Kiley McLaughlin ’11, an English concentrator and poet headed to the Iowa Writers’ Workshop in the fall, was working around the corner on a stairway. She carefully blocked out “How to Buy Flowers,” a poemlike synthesis of instructions from a favorite book, which also has lessons on how to build a fire, how to write a love letter, and how to be brave. “I almost put that up here,” she said.
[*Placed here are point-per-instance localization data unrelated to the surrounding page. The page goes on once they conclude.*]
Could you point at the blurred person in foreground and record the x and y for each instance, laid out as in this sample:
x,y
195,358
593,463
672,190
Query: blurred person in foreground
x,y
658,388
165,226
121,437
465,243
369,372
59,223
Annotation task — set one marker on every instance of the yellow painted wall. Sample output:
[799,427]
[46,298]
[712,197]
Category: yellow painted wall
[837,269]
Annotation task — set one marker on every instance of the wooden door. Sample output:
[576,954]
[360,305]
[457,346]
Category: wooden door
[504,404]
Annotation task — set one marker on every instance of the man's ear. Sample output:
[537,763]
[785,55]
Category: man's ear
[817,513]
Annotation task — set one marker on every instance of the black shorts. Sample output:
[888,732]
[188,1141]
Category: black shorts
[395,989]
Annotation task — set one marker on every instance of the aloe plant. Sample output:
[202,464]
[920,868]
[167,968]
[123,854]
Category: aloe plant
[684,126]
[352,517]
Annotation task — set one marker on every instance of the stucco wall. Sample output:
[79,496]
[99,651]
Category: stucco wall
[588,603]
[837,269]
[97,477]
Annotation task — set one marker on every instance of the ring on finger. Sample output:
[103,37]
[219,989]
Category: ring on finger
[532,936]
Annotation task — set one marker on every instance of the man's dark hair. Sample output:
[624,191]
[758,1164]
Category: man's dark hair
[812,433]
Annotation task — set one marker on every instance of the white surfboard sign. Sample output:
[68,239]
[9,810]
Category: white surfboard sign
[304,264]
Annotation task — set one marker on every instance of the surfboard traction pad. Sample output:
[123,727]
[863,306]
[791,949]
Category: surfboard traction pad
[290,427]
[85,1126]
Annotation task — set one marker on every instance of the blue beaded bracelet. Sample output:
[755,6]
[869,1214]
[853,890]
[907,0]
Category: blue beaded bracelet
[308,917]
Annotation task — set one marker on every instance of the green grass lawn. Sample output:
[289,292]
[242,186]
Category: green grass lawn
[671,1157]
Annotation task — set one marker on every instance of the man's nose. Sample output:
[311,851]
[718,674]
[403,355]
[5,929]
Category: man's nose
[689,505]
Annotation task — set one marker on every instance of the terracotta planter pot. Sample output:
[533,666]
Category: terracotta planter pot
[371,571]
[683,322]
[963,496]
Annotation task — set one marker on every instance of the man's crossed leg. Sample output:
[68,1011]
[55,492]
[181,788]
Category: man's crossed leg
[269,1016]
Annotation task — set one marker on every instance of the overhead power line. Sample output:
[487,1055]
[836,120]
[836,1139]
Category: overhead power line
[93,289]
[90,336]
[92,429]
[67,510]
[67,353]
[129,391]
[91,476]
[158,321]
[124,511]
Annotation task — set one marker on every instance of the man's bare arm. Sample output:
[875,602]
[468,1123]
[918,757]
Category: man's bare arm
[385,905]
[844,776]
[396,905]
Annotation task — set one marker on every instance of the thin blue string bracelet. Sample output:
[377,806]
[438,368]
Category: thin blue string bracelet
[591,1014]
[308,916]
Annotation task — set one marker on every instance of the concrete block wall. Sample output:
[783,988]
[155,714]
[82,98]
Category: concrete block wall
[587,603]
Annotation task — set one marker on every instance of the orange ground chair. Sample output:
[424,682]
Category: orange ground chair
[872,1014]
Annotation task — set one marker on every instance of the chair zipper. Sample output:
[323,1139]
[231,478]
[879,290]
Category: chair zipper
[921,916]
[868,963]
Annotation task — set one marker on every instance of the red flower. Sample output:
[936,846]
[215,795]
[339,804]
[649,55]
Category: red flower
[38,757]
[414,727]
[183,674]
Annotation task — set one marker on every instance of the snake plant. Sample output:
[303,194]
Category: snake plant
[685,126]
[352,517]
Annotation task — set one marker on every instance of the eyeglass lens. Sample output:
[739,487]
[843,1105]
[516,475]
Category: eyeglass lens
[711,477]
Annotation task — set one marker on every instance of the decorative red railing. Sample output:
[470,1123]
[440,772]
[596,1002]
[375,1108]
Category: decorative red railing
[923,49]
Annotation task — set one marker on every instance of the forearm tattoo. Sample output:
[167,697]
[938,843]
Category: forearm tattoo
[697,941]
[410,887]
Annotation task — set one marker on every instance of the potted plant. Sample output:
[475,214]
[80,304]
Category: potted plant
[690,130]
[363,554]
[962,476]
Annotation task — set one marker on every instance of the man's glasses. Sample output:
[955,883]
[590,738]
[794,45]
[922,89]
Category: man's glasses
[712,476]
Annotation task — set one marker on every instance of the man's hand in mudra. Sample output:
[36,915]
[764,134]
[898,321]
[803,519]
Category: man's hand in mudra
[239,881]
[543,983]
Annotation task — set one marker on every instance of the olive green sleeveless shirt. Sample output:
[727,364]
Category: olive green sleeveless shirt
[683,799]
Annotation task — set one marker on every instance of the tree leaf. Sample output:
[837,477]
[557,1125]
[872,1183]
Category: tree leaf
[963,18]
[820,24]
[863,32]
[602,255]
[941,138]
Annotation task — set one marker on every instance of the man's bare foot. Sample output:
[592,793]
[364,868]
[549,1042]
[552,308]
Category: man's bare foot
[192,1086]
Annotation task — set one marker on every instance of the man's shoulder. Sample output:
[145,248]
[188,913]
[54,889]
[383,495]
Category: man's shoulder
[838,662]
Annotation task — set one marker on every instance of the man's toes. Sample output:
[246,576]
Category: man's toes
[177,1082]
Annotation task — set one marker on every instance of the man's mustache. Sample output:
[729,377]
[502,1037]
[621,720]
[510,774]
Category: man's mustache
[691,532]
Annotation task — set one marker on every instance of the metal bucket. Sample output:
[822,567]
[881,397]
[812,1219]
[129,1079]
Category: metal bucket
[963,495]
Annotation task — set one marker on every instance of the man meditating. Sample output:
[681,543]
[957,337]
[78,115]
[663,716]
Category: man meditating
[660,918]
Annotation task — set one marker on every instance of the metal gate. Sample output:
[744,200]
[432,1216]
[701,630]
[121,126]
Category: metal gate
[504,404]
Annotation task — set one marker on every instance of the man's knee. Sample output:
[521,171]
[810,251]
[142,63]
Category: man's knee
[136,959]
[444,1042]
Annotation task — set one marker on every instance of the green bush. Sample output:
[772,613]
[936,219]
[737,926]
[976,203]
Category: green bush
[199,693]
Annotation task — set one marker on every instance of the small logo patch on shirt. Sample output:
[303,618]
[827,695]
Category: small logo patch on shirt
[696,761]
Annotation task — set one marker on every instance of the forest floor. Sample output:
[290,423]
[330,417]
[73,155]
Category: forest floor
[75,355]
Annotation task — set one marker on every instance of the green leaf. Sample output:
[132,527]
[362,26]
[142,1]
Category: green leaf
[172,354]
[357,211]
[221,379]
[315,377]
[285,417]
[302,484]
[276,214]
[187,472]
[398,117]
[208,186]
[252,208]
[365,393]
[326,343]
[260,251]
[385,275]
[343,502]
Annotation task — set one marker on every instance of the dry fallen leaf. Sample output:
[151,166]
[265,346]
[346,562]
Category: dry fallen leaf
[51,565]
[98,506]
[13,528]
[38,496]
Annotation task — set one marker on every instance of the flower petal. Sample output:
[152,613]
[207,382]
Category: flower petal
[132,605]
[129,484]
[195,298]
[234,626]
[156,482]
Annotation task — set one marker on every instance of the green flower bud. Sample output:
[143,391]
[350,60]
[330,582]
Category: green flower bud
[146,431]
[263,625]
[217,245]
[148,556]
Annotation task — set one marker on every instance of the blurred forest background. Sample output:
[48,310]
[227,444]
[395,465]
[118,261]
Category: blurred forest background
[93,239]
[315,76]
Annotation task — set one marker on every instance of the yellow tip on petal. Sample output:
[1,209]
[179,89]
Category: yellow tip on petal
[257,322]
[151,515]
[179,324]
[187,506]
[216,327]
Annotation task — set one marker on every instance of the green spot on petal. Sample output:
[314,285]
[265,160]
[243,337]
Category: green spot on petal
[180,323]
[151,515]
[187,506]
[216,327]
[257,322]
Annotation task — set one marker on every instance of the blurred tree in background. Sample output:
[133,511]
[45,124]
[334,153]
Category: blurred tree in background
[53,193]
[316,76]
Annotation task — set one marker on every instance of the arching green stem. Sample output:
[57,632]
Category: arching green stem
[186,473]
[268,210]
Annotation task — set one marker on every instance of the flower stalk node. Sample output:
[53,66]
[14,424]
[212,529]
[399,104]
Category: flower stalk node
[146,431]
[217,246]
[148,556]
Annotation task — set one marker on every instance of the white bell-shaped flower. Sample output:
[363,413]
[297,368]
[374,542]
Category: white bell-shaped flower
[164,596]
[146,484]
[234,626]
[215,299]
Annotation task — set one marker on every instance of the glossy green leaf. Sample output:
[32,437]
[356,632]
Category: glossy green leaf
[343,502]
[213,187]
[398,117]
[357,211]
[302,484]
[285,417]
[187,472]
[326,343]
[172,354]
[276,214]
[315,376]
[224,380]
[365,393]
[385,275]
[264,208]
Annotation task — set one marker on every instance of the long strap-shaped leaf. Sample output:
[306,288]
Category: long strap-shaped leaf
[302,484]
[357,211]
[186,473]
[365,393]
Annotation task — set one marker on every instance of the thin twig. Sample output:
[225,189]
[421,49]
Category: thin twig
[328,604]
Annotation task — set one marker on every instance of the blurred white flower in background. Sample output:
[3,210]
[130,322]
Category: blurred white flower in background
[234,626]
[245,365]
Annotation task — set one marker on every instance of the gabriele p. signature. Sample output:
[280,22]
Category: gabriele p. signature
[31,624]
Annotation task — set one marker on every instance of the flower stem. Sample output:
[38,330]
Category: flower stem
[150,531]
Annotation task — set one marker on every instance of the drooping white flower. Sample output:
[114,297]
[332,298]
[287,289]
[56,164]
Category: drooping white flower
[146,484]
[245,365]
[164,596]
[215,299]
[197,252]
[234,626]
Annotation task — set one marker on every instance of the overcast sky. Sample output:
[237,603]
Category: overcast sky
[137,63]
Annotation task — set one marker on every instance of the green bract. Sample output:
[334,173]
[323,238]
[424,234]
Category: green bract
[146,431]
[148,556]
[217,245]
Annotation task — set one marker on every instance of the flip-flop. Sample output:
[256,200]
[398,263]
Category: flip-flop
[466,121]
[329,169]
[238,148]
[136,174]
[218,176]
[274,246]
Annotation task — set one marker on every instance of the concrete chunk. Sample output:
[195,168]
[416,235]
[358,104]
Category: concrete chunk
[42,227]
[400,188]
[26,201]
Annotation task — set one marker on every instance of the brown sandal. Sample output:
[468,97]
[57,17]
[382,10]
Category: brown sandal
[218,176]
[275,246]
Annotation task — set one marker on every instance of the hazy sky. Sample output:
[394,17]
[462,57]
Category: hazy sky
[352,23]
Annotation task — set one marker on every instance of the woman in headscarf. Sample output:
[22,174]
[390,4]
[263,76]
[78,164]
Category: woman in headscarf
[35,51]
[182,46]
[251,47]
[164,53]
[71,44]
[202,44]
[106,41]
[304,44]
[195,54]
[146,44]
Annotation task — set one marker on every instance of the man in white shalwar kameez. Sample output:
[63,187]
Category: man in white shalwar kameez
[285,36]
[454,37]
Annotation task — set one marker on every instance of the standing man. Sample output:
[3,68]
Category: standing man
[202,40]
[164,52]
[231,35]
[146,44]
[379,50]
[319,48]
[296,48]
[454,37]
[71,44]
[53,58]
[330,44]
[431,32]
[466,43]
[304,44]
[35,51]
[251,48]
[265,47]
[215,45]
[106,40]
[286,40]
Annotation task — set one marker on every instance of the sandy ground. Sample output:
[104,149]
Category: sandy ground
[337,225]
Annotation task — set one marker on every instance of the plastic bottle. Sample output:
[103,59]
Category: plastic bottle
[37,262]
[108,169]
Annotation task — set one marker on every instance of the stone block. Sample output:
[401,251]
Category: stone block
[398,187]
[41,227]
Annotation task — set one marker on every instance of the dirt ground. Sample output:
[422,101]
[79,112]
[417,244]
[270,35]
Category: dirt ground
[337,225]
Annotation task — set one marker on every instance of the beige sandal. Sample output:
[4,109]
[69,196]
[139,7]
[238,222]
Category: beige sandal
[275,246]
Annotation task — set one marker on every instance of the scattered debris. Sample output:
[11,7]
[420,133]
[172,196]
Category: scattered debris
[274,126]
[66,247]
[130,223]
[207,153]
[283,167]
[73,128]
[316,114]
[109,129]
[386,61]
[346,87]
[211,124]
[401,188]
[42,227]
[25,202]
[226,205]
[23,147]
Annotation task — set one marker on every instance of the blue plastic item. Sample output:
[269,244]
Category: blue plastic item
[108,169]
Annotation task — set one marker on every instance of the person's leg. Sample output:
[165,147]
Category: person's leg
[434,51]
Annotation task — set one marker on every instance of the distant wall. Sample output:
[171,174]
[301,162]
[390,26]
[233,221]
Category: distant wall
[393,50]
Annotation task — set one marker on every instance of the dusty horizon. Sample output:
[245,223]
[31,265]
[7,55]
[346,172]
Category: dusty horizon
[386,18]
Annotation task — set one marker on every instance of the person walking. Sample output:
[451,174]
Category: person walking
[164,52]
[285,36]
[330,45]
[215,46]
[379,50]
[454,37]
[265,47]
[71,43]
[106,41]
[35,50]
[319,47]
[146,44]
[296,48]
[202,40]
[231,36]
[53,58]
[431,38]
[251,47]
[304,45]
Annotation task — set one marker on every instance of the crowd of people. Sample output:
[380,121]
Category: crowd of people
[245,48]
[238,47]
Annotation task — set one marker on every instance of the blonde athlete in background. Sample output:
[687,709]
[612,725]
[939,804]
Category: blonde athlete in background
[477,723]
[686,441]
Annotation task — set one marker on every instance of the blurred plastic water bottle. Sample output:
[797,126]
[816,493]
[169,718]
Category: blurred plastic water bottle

As it is, the first line of advice was brave (and poemlike) anyway: “Plan ahead.”

Close by, over a light switch, is the smallest Adams House tunnel art, a 3-inch line of poetry in faint pen by Andrew Marvell that is so tiny it could be covered by a cigarette.

Big or small, Adams House tunnel art more than ever runs to text now, and away from the painted self-representation of two decades ago when students started their paintings from full-body silhouettes of themselves.  “I thought the written word was dying out,” said Chettle, a summa cum laude graduate who won a Hoopes Prize for his thesis, a novel in progress. “That’s vaguely heartening.”

The Adams tunnels display a florid, joyous flair. There are whimsical bottles of beer, ducks, cacti, ancient stylized Egyptians, an Addams House spoof, a recipe for apple Bundt cake, cartoon panels, several soaring eagles, a yellow submarine, and even the Cookie Monster, whose neighbor is a sober verse from the Bible. Petrova’s dreamy unicorn is not far from a perpetual undergraduate sentiment, rendered in a scrawl: “Carpe Hooters.”

Adams seniors are still seizing the moment, leaving lasting marks. But the real lesson may be that time is fleeting. Two things surprised Chettle when he looked at the old photo of himself with “Tunnel Gumby”: “how bad my painting was, and how much hair I had.”